Dixon already held plenty of credentials when she came to Saybrook in the early 1990s. A registered dietitian with a master's in counseling, she was teaching at the University of Wisconsin.
"I was telling anybody who would listen --- and many who wouldn't --- that we were going to see an epidemic of obesity in this country," Dixon recalls. "And I was hardly the only one. But our message was not resonating with the public. I recognized that I needed a better way to express it and to understand it."
That's when she came to Saybrook. While she laughs about the initial culture shock, Dixon says that Saybrook's community of unconventional students and teachers proved to be a major benefit for her --- as much a part of her education as the coursework, writing, and mentoring. "I loved interacting with people who weren't just like me," she says. "That was a big part of the learning experience."
Love the Body You were Born With came out in 1996, launching her career as a writer, speaker and trainer. A few years later she was approached by a researcher in Seattle who needed help implementing a school-based program to combat obesity among children.
"There were other applicants who were better qualified for that job on paper," Dixon says. "So I asked her: 'Why'd you pick me?' She said it was because my resume was outside the box, and she needed an outside-the-box approach. She didn't want a narrow focus; she needed broad perspective. That's what Saybrook gave me."

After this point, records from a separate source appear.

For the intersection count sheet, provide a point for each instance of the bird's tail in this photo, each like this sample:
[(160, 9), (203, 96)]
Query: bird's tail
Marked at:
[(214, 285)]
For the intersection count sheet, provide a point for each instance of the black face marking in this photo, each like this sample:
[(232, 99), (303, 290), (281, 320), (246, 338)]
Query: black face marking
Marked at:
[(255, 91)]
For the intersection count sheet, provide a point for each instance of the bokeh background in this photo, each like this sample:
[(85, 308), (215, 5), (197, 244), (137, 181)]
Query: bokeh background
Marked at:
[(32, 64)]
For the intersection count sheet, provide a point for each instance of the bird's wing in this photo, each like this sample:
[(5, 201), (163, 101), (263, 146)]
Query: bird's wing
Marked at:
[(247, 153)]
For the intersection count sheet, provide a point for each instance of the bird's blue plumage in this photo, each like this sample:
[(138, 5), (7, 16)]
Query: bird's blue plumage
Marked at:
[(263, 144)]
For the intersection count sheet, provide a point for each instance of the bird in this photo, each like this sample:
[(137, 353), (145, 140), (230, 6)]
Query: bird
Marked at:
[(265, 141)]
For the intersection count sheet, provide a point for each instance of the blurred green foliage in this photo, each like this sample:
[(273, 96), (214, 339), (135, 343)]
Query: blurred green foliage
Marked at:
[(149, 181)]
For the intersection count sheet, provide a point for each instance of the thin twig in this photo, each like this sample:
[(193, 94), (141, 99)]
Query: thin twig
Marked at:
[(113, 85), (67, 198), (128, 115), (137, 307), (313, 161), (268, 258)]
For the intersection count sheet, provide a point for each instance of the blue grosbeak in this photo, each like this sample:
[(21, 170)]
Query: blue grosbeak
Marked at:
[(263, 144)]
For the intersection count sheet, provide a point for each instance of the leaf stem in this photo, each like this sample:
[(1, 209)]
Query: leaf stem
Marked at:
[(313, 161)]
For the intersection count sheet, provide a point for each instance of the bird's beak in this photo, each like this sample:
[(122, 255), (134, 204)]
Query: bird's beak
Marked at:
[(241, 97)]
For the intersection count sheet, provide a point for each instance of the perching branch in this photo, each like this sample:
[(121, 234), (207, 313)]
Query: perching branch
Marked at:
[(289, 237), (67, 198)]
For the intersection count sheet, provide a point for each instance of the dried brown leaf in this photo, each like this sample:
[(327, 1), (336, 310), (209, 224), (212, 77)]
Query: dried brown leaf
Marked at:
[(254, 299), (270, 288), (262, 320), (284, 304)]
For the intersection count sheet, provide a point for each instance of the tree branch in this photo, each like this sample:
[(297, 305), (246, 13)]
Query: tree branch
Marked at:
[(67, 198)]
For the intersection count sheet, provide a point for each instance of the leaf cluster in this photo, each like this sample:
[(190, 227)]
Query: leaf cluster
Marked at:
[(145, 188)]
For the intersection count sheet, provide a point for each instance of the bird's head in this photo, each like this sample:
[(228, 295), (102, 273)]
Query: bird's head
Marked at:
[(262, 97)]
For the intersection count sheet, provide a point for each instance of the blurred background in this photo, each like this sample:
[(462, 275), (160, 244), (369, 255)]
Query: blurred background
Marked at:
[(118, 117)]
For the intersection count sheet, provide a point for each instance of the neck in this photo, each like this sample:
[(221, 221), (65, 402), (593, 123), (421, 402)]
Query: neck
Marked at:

At the time she started, Washington state ranked second in the United States in hunger, second only to Oregon. "I had to figure out how to get food to 100,000 kids every night," Dixon says. She worked the problem from every angle. She developed a community-gardens program that encouraged people to grow (and eat) their own fruits and vegetables. She worked with the transportation department to develop a system for trucking excess produce from eastern Washington to the food-bank system on the western side of the state. She lobbied the department of education to institute new policies in the schools --- getting rid of the junk food and replacing it with fresh fruit and vegetables.

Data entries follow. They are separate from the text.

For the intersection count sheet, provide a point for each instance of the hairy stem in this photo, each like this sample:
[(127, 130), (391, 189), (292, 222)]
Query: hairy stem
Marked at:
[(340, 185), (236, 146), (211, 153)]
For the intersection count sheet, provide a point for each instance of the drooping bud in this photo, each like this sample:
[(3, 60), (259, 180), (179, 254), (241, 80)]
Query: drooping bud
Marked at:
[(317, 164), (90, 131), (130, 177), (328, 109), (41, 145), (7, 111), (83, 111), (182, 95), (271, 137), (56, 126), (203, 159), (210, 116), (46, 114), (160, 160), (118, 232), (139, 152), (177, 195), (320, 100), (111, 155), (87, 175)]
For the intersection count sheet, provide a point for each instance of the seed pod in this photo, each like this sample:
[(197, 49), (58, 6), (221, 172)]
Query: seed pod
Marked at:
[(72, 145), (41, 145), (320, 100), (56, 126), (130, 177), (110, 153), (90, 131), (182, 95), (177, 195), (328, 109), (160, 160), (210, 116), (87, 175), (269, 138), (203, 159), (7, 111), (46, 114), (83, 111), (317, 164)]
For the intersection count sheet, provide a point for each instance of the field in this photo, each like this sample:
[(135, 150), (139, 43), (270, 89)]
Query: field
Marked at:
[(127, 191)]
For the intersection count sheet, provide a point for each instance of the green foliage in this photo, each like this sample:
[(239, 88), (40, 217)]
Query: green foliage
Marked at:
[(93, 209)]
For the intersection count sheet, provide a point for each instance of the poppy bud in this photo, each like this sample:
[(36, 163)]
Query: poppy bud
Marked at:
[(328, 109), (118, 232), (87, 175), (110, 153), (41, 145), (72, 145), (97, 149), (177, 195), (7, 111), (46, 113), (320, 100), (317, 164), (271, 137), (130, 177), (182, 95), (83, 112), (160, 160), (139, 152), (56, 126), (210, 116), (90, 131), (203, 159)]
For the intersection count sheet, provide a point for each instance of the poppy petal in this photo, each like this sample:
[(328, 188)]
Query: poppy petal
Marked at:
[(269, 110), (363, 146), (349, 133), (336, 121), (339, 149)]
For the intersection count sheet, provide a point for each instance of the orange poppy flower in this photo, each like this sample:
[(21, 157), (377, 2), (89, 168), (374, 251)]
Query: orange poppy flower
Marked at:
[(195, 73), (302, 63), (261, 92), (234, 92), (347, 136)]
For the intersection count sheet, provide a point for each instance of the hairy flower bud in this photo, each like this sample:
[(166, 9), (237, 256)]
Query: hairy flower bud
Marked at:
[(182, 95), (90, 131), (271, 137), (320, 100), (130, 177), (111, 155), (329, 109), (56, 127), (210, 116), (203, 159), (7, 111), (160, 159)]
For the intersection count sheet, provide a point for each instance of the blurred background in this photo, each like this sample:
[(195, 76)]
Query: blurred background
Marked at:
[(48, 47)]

And above all, she kept asking questions. "I rattled everybody's cages," she laughs. "'Why are you doing what you're going?' 'Why does it make sense to do it this way? Wouldn't it make more sense to do it that way?'"
After more than 25 years in the field of nutrition, Dixon took a sharp career turn in 2007 and joined Destination Development, Inc., a consulting firm that specializes in economic development, downtown revitalization, and tourism branding.
"I really struggled with the decision," Dixon says. "I was an expert in my field; I had written two books, spoken to thousands of people, appeared on Oprah and NPR. But I'm thrilled that I took this job. It's putting me in a whole new arena where I can do a whole lot of good. We help small towns that are suffering economically. It's about creating quality of life, creating places for people to come together. Where does our society start healing its wounds? I feel like that's what I'm working on. I'm giving people hope."
And still asking questions?
"Absolutely," she laughs. "That's the bane of the Saybrook graduate. But I think we need more people who can question the way the world is --- who can ask the big questions and try to create the solutions."